When I was 13, I left my home in Larache, Morocco, and my mom and my two sisters and I moved in with my dad in London. By the age of 15, I had left school and entered the real world. I worked at Woolworths and at timber yards. In my early 20s, I opened a shop on Neil Street in London’s West End and started selling clothes made by friends and by labels from New York. I was also running underground clubs with DJs and painters and filmmakers. I was always around people who made or produced fashion, music, and art.
I didn’t return to Morocco until the early ’90s. Visiting Marrakech after being away for years was like falling in love. All of a sudden, I was staying there for three months at a time. It offered me something both very traditional and very modern. I bought a riad [a Moroccan house built around a courtyard] in the Medina with some friends and started living there.
The art pieces I made after I moved back were inspired by my earlier trips. When I went to visit my aunt in Tangier, I started picking up rubbish like I used to do as a kid. I’d pick up tomato cans or shampoo bottles. I lined shelves with soda cans and turned them into frames for the photo portraits I took of people from different subcultures in Morocco. I also made furniture from found objects. I took an old plastic Moroccan Coca-Cola crate and turned it into a seat with a Louis Vuitton cushion. Soon I was creating entire installations from found objects. It was all very pop and fresh.
In 2000, I showed my work at Ministero del Gusto, a showroom and gallery in the Medina. At that time I still wasn’t sure if art was my career. It was just a body of work that I wanted to show friends. But I sold quite a few pieces. A musician from Italy bought a piece and asked if he could use it for his album cover. Two years later, I bought a place where I could live and work. I now have a shop on the ground floor for people to visit and have tea. It’s called Yima, which means mum [mom].

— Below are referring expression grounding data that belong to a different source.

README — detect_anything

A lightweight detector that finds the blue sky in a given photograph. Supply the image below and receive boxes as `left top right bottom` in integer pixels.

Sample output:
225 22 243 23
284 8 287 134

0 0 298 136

In the last five years, the art scene here has gone into overdrive. People are coming to Marrakech, sniffing around, looking for that gem hidden amongst the stones. Many international people from the art, fashion, and music worlds now live in the Medina, but it’s still the heart of Marrakech. It’s a certain way of living. Life as an artist isn’t always easy, but it’s definitely exciting if you live in the Medina.